Sinfonia em bronze no Anhangabaú

Marina Brandão.

Localizado ao lado do Teatro Municipal, o monumento a Carlos Gomes é um conjunto escultórico, composto por peças de bronze e mármore, que se une à escadaria da Praça Ramos e à Fonte dos Desejos. A obra, em homenagem ao compositor campinense Antonio Carlos Gomes (1836-1895), fez parte da profusão de obras instaladas na cidade para as comemorações do centenário da independência do país. Inaugurado em 12 de outubro de 1922, o monumento foi parcialmente financiado pela colônia italiana em São Paulo, incluindo personalidades como Francisco Matarazzo na comissão executiva para sua implantação. Carlos Gomes passou parte de sua vida morando na Itália e foi o primeiro brasileiro a ter suas obras apresentadas no Teatro alla Scala, em Milão. Essa forte relação do compositor com o país motivou o interesse da comunidade italiana paulista em homenageá-lo.

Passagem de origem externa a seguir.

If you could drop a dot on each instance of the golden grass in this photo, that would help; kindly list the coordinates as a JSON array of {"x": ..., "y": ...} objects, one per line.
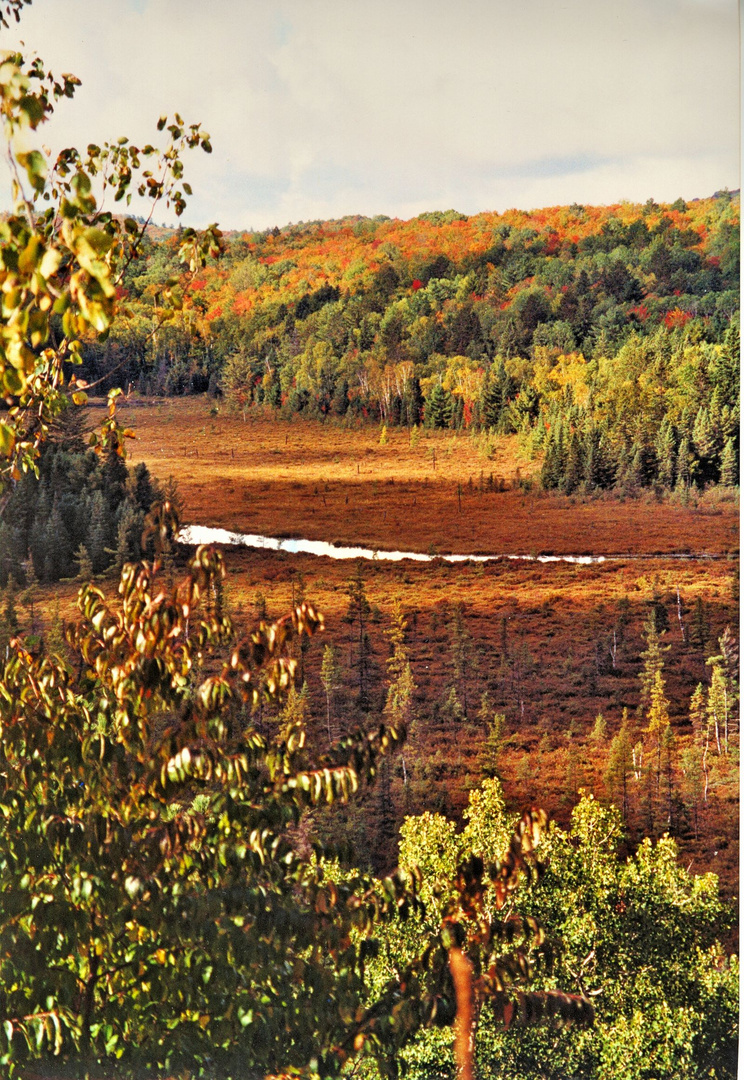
[{"x": 328, "y": 483}]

O conjunto escultórico foi responsável pela primeira ocorrência de ‘monumentos nômades’ na cidade de São Paulo. As obras Leão, Amor Materno e A menina e o bezerro, todas inauguradas em 1914, foram retiradas da região do Anhangabaú em 1922 para a instalação do monumento a Carlos Gomes, segundo tese de Thaís Waldman defendida na USP em 2018. A obra representa no seu platô superior, sentado, o compositor, em cima de um pedestal de pedra com os dizeres: ‘Ao grande espírito brasileiro que conjugou o seu gênio com a itálica inspiração / A colônia italiana do estado de São Paulo / No primeiro centenário da independência do Brasil / 7 de setembro de 1922’. Logo no nível abaixo, a República é homenageada representada pela figura de uma mulher que olha para frente sobre os dizeres ‘Ordem e Progresso’, guiada por quatro cavalos, no conjunto denominado Glória ao Brasil, situado sobre a chamada ‘Fonte dos Desejos’. Esta foi batizada assim em 1957 em cerimônia realizada pelo prefeito Adhemar de Barros, que despejou, na ocasião, água da Fontana di Trevi no local, conforme é descrito na placa instalada sobre a fonte. O conjunto conta, ainda, com cinco esculturas que representam alegorias das óperas de Carlos Gomes, outras duas em mármore que representam a Música e a Poesia, e dois conjuntos que simbolizam a Monarquia Italiana e a República Brasileira. Entre as curiosidades que circundam o monumento, merece destaque a ‘degola’ temporária do compositor. Após sua inauguração, em 1922, a semelhança entre as feições de Carlos Gomes com a do político José Gomes Pinheiro Machado, assassinado a facadas em 1915, virou alvo de comentários da mídia local e gerou desconforto geral do público. O fato levou o artista Luigi Brizollara (1868-1937), autor do conjunto, a refazer a peça, o que deixou Carlos Gomes sem cabeça no Anhangabaú durante o mês de janeiro de 1926, enquanto aguardava sua substituição.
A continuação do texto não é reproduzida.